Australian Dollar (AUD) Cushioned by RBA Lowe Speech
The Australian Dollar (AUD) is enjoying modest support this morning, as a speech from Reserve Bank of Australia Governor Phillip Lowe prompts a rebound.
Earlier, the ‘Aussie’ began to slide on the back of disappointing Chinese and Australian trade data. Both figures showed that trade surpluses in both countries had narrowed more than expected.
Furthermore, Australian goods and services exports declined by 2% on a monthly basis, further weighing on the ‘Aussie’.

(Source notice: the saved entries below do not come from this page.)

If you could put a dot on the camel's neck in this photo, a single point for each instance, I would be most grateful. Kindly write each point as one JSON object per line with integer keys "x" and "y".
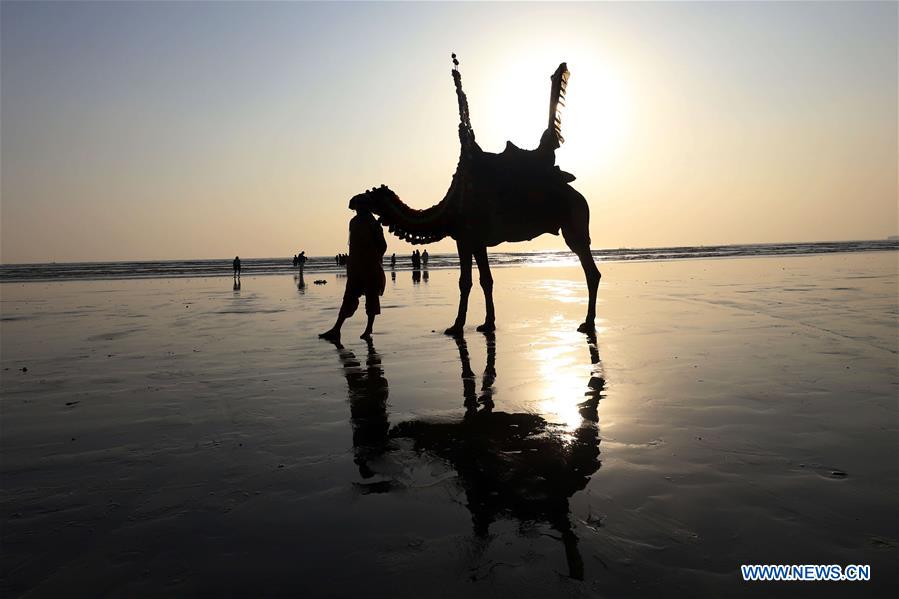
{"x": 417, "y": 226}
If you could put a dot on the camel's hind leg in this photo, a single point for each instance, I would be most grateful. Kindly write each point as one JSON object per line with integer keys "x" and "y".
{"x": 464, "y": 289}
{"x": 577, "y": 236}
{"x": 486, "y": 280}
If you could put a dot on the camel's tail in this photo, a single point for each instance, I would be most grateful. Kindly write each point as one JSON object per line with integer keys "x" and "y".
{"x": 553, "y": 134}
{"x": 466, "y": 133}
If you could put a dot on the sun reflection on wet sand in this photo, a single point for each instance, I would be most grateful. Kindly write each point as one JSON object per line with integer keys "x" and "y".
{"x": 563, "y": 377}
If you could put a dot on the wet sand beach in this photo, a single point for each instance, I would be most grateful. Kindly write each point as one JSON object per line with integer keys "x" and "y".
{"x": 180, "y": 437}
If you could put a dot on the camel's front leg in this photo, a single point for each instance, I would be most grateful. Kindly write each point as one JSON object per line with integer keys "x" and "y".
{"x": 480, "y": 255}
{"x": 464, "y": 289}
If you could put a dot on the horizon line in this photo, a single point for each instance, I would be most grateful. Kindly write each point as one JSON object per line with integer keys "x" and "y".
{"x": 894, "y": 238}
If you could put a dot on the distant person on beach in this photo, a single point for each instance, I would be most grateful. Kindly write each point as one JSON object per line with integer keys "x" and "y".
{"x": 365, "y": 275}
{"x": 301, "y": 261}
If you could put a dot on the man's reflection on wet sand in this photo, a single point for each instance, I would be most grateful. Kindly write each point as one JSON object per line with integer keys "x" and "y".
{"x": 368, "y": 391}
{"x": 510, "y": 465}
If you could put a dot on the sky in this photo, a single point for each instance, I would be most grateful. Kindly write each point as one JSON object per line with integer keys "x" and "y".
{"x": 178, "y": 130}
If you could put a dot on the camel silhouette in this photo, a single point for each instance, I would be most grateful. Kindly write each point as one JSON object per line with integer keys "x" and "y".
{"x": 515, "y": 195}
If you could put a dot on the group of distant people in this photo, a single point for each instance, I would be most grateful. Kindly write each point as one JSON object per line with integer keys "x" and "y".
{"x": 299, "y": 261}
{"x": 419, "y": 259}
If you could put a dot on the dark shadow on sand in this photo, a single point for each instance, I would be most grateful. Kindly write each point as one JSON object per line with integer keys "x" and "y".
{"x": 510, "y": 465}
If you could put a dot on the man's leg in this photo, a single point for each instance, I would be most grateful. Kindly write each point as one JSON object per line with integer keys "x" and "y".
{"x": 347, "y": 309}
{"x": 372, "y": 309}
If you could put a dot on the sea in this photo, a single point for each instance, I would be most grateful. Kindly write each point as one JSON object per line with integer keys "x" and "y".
{"x": 63, "y": 271}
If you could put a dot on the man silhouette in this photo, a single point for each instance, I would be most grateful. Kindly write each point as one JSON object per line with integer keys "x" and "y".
{"x": 365, "y": 275}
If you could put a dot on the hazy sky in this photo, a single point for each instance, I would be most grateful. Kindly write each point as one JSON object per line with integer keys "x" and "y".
{"x": 190, "y": 130}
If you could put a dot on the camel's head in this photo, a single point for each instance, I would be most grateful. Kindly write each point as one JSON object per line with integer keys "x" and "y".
{"x": 374, "y": 200}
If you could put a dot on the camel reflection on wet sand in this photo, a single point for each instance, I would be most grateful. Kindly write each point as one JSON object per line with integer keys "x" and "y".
{"x": 510, "y": 465}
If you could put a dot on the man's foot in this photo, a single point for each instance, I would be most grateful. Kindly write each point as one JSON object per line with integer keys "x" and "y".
{"x": 454, "y": 331}
{"x": 332, "y": 335}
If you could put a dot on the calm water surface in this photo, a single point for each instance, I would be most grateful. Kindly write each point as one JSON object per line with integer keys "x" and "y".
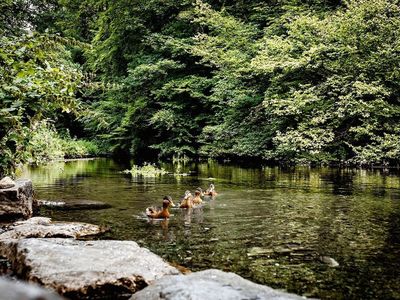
{"x": 269, "y": 225}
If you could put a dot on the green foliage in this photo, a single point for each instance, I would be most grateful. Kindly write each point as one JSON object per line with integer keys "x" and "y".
{"x": 147, "y": 170}
{"x": 295, "y": 81}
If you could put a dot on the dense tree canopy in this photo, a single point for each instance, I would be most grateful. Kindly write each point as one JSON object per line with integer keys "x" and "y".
{"x": 294, "y": 81}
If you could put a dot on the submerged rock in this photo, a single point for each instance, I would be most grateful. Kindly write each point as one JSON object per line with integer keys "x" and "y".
{"x": 258, "y": 251}
{"x": 73, "y": 204}
{"x": 6, "y": 183}
{"x": 329, "y": 261}
{"x": 209, "y": 284}
{"x": 17, "y": 201}
{"x": 88, "y": 269}
{"x": 17, "y": 290}
{"x": 44, "y": 227}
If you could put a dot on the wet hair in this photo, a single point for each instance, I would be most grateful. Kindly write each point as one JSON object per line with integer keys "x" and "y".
{"x": 167, "y": 198}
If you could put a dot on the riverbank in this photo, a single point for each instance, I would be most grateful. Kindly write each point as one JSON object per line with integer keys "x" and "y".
{"x": 294, "y": 215}
{"x": 99, "y": 269}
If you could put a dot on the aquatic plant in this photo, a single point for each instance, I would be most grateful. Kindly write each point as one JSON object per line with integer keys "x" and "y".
{"x": 147, "y": 170}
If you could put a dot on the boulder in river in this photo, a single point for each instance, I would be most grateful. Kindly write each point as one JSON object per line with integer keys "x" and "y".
{"x": 329, "y": 261}
{"x": 18, "y": 290}
{"x": 88, "y": 269}
{"x": 44, "y": 227}
{"x": 7, "y": 183}
{"x": 73, "y": 204}
{"x": 17, "y": 201}
{"x": 209, "y": 284}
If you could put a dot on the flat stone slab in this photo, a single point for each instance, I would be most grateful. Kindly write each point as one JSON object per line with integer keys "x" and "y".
{"x": 45, "y": 227}
{"x": 209, "y": 284}
{"x": 17, "y": 201}
{"x": 73, "y": 204}
{"x": 18, "y": 290}
{"x": 6, "y": 183}
{"x": 88, "y": 269}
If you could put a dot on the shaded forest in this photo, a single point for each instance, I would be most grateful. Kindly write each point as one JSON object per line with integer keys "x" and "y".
{"x": 280, "y": 80}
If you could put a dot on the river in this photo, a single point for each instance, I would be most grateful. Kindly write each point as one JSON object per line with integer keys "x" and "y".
{"x": 267, "y": 224}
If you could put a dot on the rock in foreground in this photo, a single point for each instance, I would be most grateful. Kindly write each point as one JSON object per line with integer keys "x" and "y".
{"x": 44, "y": 227}
{"x": 73, "y": 204}
{"x": 17, "y": 290}
{"x": 17, "y": 201}
{"x": 6, "y": 183}
{"x": 209, "y": 284}
{"x": 88, "y": 269}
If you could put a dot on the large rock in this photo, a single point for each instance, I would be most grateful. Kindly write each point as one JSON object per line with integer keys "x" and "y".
{"x": 73, "y": 204}
{"x": 17, "y": 201}
{"x": 88, "y": 269}
{"x": 209, "y": 284}
{"x": 6, "y": 183}
{"x": 17, "y": 290}
{"x": 44, "y": 227}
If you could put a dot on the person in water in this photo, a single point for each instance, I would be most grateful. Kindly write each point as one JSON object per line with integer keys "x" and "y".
{"x": 211, "y": 191}
{"x": 155, "y": 213}
{"x": 187, "y": 201}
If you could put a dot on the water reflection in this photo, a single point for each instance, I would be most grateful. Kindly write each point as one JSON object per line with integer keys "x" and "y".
{"x": 268, "y": 224}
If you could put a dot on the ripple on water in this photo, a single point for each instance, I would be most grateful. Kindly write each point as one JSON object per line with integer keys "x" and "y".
{"x": 267, "y": 224}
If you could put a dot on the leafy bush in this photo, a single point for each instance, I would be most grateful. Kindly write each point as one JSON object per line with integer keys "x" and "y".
{"x": 147, "y": 170}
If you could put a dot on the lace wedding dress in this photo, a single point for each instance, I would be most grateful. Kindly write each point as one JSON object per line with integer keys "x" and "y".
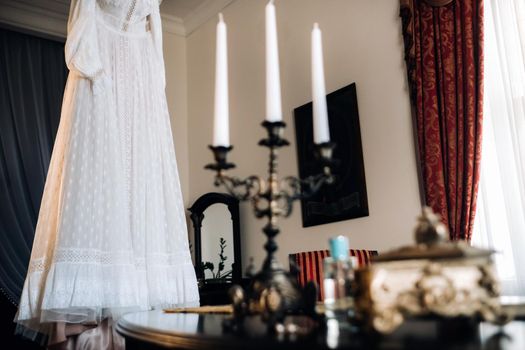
{"x": 111, "y": 234}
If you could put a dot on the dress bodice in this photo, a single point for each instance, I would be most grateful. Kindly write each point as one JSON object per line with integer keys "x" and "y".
{"x": 130, "y": 11}
{"x": 124, "y": 16}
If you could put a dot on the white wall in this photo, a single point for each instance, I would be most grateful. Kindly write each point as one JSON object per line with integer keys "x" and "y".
{"x": 362, "y": 44}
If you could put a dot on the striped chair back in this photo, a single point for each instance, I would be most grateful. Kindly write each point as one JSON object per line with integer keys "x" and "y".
{"x": 310, "y": 265}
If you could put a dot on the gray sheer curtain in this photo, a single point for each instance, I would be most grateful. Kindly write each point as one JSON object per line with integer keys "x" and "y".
{"x": 32, "y": 79}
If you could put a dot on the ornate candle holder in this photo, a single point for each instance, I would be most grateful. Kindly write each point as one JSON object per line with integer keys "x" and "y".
{"x": 273, "y": 292}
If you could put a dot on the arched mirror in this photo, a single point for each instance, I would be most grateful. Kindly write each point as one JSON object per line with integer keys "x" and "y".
{"x": 215, "y": 218}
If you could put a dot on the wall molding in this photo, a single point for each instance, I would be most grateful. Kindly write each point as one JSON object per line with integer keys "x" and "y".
{"x": 29, "y": 15}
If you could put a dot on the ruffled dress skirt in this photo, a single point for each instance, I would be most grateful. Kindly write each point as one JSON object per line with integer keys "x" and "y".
{"x": 111, "y": 234}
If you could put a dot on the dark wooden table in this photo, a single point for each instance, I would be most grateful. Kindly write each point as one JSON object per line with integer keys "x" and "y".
{"x": 158, "y": 330}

However, RBA Lowe’s final speech as Governor left the door open for further rate hikes, should inflation prove sticky.
He stated:
‘While recent data provide some comfort on this front, we need to remain alert to this risk for if it were to materialise, inflation would become sticky, which would require tighter monetary policy and more economic pain later on.’
With this in mind, bets on further interest rate hikes may have served to cushion the ‘Aussie’ despite the downbeat trade data.

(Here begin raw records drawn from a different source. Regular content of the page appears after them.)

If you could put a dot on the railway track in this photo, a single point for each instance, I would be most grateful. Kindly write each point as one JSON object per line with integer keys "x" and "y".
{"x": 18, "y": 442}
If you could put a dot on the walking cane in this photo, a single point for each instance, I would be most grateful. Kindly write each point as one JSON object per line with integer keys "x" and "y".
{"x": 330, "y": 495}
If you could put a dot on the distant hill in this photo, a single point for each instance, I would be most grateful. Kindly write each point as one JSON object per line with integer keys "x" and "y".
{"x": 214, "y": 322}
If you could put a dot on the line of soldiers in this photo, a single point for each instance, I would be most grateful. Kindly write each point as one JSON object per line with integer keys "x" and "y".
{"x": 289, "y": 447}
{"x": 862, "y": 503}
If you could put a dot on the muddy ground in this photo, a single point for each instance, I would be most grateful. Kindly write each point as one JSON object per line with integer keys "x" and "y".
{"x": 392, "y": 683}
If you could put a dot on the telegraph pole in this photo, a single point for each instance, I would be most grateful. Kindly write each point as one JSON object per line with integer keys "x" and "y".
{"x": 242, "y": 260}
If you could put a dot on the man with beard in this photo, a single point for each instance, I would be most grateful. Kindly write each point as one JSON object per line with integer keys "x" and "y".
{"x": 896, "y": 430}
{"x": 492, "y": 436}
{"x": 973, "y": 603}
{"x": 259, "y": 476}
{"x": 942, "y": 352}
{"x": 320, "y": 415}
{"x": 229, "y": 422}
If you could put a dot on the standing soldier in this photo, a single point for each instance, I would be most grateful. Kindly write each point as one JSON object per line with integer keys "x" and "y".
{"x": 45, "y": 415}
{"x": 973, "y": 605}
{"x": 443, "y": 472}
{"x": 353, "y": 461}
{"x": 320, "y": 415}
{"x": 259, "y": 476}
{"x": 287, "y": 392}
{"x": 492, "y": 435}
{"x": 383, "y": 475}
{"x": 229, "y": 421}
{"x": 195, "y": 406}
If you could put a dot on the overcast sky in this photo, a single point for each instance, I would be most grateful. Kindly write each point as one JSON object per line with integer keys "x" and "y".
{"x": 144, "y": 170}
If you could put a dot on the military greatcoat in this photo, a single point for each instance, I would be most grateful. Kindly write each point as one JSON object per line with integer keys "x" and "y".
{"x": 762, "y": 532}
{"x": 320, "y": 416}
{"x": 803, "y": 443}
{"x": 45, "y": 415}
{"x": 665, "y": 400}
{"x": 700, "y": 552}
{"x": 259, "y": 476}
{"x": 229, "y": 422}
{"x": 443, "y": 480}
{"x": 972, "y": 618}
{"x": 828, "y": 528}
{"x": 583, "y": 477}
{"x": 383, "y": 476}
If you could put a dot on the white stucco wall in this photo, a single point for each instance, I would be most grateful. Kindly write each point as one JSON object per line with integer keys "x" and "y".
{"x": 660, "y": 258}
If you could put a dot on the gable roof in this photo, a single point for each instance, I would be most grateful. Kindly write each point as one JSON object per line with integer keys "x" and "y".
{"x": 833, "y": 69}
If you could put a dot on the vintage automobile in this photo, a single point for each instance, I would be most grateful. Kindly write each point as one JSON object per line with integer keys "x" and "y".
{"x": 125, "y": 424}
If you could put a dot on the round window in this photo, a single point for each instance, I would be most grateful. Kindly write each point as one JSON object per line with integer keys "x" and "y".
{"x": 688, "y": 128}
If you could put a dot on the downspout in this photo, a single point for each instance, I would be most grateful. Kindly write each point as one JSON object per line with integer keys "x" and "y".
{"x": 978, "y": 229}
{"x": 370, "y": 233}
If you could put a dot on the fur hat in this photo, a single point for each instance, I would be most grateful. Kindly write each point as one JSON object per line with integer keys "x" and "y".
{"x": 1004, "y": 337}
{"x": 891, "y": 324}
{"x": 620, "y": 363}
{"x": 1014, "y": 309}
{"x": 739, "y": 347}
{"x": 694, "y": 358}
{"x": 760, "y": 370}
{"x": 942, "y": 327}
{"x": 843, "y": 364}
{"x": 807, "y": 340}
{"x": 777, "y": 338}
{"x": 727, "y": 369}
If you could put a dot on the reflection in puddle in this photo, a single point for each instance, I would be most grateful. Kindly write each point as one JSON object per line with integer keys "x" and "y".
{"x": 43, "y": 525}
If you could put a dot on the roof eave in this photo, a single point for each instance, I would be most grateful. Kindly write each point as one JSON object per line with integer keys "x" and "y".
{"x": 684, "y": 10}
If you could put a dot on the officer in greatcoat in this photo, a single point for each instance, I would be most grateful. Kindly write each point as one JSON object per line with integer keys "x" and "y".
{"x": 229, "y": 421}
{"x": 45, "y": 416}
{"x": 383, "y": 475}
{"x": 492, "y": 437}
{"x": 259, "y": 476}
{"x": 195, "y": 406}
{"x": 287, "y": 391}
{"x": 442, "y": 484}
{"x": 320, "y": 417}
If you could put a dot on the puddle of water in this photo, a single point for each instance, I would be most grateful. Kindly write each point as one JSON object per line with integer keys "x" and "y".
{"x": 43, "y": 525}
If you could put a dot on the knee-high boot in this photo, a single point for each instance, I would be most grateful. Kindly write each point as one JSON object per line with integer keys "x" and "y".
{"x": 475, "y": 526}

Pound (GBP) Struggles as House Prices Slump
The Pound (GBP) is struggling to attract support this morning, as a lack of impactful macroeconomic data shifts the focus to domestic turbulence.
House prices were found to have slumped by 4.6% on an annual basis in August, reflecting the largest year-on-year decrease since 2009.

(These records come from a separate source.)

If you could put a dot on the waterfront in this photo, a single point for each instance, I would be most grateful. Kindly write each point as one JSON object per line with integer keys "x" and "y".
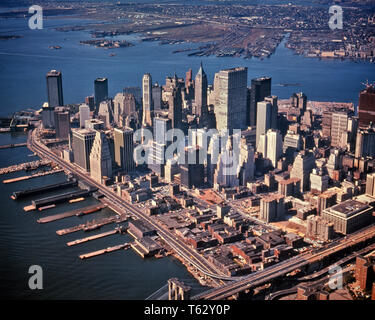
{"x": 24, "y": 242}
{"x": 321, "y": 80}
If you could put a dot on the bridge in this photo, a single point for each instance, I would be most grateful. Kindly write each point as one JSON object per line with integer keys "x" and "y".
{"x": 176, "y": 243}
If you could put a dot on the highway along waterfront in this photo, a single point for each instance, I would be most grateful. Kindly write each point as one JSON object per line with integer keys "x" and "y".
{"x": 122, "y": 274}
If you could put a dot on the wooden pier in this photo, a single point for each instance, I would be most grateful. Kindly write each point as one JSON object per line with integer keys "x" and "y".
{"x": 92, "y": 225}
{"x": 97, "y": 236}
{"x": 103, "y": 251}
{"x": 84, "y": 211}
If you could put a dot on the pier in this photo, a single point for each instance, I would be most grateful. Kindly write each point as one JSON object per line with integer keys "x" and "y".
{"x": 97, "y": 236}
{"x": 36, "y": 175}
{"x": 103, "y": 251}
{"x": 76, "y": 212}
{"x": 60, "y": 198}
{"x": 92, "y": 225}
{"x": 16, "y": 145}
{"x": 25, "y": 166}
{"x": 51, "y": 187}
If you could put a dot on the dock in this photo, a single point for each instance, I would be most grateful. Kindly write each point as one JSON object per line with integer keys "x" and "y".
{"x": 25, "y": 166}
{"x": 13, "y": 145}
{"x": 92, "y": 225}
{"x": 103, "y": 251}
{"x": 40, "y": 174}
{"x": 60, "y": 198}
{"x": 76, "y": 212}
{"x": 97, "y": 236}
{"x": 47, "y": 188}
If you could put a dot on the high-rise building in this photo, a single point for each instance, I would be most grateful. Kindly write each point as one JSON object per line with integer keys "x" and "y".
{"x": 124, "y": 148}
{"x": 272, "y": 208}
{"x": 147, "y": 100}
{"x": 274, "y": 146}
{"x": 175, "y": 108}
{"x": 264, "y": 119}
{"x": 366, "y": 106}
{"x": 54, "y": 89}
{"x": 101, "y": 91}
{"x": 302, "y": 167}
{"x": 48, "y": 118}
{"x": 201, "y": 85}
{"x": 105, "y": 112}
{"x": 157, "y": 93}
{"x": 365, "y": 143}
{"x": 84, "y": 114}
{"x": 260, "y": 88}
{"x": 82, "y": 140}
{"x": 339, "y": 128}
{"x": 231, "y": 99}
{"x": 90, "y": 101}
{"x": 62, "y": 122}
{"x": 100, "y": 158}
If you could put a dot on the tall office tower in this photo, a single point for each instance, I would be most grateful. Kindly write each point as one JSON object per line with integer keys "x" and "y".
{"x": 90, "y": 101}
{"x": 157, "y": 93}
{"x": 84, "y": 114}
{"x": 192, "y": 174}
{"x": 62, "y": 122}
{"x": 274, "y": 146}
{"x": 105, "y": 112}
{"x": 161, "y": 126}
{"x": 101, "y": 91}
{"x": 82, "y": 141}
{"x": 264, "y": 119}
{"x": 48, "y": 118}
{"x": 100, "y": 158}
{"x": 246, "y": 164}
{"x": 302, "y": 101}
{"x": 189, "y": 85}
{"x": 365, "y": 143}
{"x": 124, "y": 148}
{"x": 147, "y": 100}
{"x": 54, "y": 89}
{"x": 260, "y": 88}
{"x": 175, "y": 108}
{"x": 370, "y": 184}
{"x": 124, "y": 105}
{"x": 231, "y": 99}
{"x": 302, "y": 167}
{"x": 339, "y": 128}
{"x": 326, "y": 124}
{"x": 275, "y": 110}
{"x": 201, "y": 92}
{"x": 366, "y": 106}
{"x": 272, "y": 208}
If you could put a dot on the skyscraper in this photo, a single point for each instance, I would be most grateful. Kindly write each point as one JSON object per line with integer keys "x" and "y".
{"x": 147, "y": 100}
{"x": 84, "y": 114}
{"x": 100, "y": 158}
{"x": 366, "y": 106}
{"x": 260, "y": 88}
{"x": 101, "y": 91}
{"x": 201, "y": 91}
{"x": 339, "y": 127}
{"x": 231, "y": 99}
{"x": 54, "y": 89}
{"x": 264, "y": 119}
{"x": 62, "y": 122}
{"x": 124, "y": 148}
{"x": 175, "y": 108}
{"x": 82, "y": 141}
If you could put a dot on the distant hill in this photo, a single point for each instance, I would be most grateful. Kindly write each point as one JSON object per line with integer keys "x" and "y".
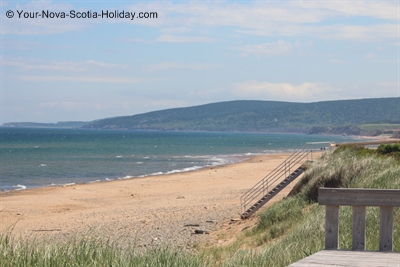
{"x": 260, "y": 116}
{"x": 61, "y": 124}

The Bank of England’s (BoE) historically aggressive tightening cycle was seen to be the likely cause. With falling house prices being considered a sign of recession, the UK’s economic outlook may be further darkening.
Tomasz Wieladek, Chief European Economist at T Rowe Price, explained:
‘With wage and price inflation still very high, the Bank of England will not come to the rescue any time soon, as it needs greater slack in the labour market to squeeze wage inflation out of the economy. Instead, rates are more likely to keep rising given the latest inflation data.’
Pound Australian Dollar Exchange Rate Forecast: Light Data Calendar to Limit Pairing?
Looking ahead for the Pound, data releases are set to be in short supply in the near term.
Because of this, Sterling may be exposed to shifts in risk appetite, and to analysis of the UK’s economic outlook.
If investors continue to consider the poor outlook, Sterling may struggle to attract support during the session. Similarly, due to its increasingly risk-on nature, bearish trade could weaken GBP rates.
The Australian Dollar may also struggle to find a clear direction tomorrow, as the data calendar remains empty. Attention may turn to China’s imminent inflation data, which economists forecast to print at 0.1% for August.
If this prints accurately, AUD could strengthen as it would indicate that the economic superpower is managing to avoid deflation.